La route de transit part de l'Azerbaïdjan via le pipeline Bakou-Tbilissi-Ceyhan (BTC) jusqu'à la côte méditerranéenne turque, puis par pétrolier jusqu'à Ashkelon. La Turquie a imposé une interdiction totale de commerce avec Israël à la mi-2024, mais elle ne contrôle pas où est vendu le brut chargé à Ceyhan. Le corridor BTC est extrêmement précieux pour Israël car il est immunisé contre la coercition iranienne dans le détroit d’Ormuz. Cependant, cela représente également une faiblesse dans la mesure où Israël a concentré près de la moitié de ses importations de brut chez un seul fournisseur, dont le pétrole transite par un État qui lui a imposé un embargo.
Les livraisons d’armes ont également joué un rôle important dans ces relations. Entre 2016 et 2020, Israël a fourni 69 % des principales importations d'armes de l'Azerbaïdjan. Cependant, ce chiffre a considérablement diminué entre 2021 et 2025, Bakou ne figurant pas parmi les quarante plus grands destinataires d’armes de fabrication israélienne.
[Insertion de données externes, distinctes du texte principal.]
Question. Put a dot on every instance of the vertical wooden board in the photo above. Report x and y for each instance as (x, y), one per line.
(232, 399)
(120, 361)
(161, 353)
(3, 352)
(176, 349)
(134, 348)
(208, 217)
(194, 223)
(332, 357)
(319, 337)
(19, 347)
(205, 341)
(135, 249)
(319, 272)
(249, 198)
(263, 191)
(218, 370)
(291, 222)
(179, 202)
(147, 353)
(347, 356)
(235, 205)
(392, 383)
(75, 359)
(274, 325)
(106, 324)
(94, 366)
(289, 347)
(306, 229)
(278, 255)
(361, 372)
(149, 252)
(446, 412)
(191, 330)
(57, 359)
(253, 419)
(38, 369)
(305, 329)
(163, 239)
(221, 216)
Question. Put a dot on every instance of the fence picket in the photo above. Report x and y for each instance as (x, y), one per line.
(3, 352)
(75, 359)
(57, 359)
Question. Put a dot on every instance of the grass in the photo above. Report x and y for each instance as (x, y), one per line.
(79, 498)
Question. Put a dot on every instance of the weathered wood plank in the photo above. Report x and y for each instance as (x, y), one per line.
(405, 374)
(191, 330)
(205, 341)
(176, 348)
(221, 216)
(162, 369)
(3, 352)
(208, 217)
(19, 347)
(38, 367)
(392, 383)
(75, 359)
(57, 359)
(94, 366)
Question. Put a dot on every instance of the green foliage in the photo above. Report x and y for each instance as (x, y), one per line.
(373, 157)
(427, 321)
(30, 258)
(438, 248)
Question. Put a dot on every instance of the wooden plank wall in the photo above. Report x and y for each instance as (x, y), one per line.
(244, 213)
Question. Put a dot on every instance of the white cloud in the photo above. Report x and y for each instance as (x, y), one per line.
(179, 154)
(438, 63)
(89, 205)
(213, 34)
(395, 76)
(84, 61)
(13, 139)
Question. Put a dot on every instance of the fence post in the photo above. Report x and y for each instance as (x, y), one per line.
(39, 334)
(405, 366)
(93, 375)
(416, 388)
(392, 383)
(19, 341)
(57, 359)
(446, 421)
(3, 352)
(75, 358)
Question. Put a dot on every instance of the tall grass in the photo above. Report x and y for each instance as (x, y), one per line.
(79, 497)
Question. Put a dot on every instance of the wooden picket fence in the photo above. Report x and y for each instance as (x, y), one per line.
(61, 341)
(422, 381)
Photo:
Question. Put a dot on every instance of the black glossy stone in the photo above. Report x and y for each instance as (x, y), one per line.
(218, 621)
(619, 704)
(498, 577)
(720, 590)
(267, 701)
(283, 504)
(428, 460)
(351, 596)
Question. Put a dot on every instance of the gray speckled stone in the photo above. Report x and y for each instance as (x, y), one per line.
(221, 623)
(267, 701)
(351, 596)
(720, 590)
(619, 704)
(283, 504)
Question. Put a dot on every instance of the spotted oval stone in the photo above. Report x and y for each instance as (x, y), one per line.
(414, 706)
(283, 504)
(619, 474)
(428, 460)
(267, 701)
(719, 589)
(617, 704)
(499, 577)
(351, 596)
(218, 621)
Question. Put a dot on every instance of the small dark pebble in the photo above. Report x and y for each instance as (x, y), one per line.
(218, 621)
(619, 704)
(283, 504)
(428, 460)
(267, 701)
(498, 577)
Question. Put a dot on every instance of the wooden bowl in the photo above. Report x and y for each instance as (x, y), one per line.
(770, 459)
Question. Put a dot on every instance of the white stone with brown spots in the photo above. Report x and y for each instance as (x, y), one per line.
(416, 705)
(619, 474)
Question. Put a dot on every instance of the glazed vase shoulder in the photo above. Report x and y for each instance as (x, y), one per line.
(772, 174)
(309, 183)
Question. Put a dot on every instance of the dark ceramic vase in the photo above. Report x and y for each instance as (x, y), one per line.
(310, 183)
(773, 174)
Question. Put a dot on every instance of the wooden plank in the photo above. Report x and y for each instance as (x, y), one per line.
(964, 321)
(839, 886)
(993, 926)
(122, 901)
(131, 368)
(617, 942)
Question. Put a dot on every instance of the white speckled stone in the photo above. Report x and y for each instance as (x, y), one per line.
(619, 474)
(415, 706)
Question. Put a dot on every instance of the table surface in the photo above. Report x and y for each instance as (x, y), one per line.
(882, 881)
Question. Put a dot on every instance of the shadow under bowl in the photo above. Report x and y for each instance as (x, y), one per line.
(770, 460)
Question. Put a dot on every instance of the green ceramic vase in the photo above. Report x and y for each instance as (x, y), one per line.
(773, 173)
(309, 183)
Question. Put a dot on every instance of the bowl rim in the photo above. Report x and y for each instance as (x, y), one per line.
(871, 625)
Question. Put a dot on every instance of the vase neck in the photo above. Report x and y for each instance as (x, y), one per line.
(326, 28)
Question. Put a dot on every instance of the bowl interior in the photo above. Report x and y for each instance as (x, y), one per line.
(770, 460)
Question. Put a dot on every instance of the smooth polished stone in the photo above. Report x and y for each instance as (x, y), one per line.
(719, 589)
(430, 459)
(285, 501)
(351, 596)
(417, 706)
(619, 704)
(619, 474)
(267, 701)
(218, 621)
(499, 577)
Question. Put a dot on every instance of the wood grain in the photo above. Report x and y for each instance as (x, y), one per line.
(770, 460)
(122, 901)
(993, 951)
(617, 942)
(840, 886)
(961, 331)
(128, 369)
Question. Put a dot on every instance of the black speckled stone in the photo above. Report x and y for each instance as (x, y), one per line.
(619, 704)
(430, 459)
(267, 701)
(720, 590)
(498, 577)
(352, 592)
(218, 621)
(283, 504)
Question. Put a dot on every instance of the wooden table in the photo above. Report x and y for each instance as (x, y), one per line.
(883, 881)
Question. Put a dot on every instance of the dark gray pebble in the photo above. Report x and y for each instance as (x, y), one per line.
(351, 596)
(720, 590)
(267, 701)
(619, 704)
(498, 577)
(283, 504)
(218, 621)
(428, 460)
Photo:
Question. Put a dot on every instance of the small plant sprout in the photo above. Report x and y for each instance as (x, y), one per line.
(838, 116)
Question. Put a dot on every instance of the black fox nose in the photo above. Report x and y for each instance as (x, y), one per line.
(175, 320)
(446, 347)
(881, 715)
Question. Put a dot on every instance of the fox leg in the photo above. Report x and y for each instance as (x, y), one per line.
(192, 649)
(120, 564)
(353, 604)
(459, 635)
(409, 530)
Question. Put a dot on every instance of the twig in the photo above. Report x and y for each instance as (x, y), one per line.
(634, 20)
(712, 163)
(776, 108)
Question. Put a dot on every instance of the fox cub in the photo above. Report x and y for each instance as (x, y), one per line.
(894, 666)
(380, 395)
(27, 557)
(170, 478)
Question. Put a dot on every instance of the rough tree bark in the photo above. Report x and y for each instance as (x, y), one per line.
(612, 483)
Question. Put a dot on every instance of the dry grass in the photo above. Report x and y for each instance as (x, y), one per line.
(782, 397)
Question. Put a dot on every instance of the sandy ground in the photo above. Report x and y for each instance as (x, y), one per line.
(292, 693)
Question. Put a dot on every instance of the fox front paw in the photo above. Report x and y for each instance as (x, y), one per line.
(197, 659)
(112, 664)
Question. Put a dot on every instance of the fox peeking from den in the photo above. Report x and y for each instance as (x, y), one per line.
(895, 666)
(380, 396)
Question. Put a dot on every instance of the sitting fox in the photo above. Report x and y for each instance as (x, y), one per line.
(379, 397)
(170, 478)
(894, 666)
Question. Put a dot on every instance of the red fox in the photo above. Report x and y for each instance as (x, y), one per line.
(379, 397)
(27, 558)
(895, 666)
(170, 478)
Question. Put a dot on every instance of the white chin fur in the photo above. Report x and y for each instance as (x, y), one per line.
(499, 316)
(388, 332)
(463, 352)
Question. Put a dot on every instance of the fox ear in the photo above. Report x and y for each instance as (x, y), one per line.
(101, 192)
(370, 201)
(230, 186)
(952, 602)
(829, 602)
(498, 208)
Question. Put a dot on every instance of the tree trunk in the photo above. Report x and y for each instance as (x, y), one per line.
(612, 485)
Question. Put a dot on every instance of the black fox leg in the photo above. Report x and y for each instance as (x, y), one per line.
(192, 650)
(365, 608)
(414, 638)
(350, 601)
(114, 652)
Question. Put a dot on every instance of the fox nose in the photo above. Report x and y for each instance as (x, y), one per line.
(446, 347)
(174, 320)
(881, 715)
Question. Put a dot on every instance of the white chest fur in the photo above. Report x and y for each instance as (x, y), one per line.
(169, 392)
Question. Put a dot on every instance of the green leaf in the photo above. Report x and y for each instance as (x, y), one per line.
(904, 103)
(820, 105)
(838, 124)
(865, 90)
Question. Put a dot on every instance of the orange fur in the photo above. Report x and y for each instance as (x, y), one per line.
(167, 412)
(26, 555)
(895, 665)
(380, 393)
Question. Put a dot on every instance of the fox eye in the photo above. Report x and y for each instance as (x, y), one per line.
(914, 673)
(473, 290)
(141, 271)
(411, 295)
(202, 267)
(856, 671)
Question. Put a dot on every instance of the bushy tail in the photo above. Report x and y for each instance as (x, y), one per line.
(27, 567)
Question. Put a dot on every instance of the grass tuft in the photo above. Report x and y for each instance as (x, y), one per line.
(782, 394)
L’explication est simple : Bakou a acheté massivement avant et pendant la guerre de 2020, a achevé l’opération de 2023 au Haut-Karabakh et n’a plus besoin d’importer à ce rythme, même si elle produit toujours ces systèmes, notamment les munitions errantes, le missile sol-sol LORA, les systèmes de défense aérienne et antimissile Barak et les drones de reconnaissance Heron et Hermes.
Le chemin à parcourir
Trois scénarios sont possibles à partir d'ici.
- Le partenariat s’approfondit et devient plus visible. L’Azerbaïdjan adhère aux accords d’Abraham, le Congrès américain abroge les restrictions de 1992 sur l’assistance et Bakou recommence à acheter des systèmes d’armes israéliens plutôt que de se contenter de ceux qu’il utilise déjà. Cela nécessite la signature du traité de paix arménien, ce qui nécessite un changement constitutionnel pour lequel le Parlement arménien ne dispose pas actuellement des voix nécessaires. Cela transformerait également une relation niée en un alignement déclaré, ce que toute la politique étrangère de l’Azerbaïdjan est censée éviter.
- Le statu quo perdure. La coopération en matière d’énergie et de renseignement persiste sans documentation, l’accès israélien à l’approche nord reste possible sous réserve de consentement et l’Azerbaïdjan continue en parallèle de normaliser ses relations avec l’Iran. C’est l’éventualité la plus probable.
- L'Azerbaïdjan restreint discrètement l'accès. Une pression iranienne renouvelée sans réponse israélienne, ou une deuxième campagne au cours de laquelle le territoire azerbaïdjanais susciterait à nouveau des représailles, modifierait le calcul stratégique coûts-avantages d’un alignement étroit avec Israël. La pression de la Turquie, allié secret et historique de Bakou, constitue également un risque.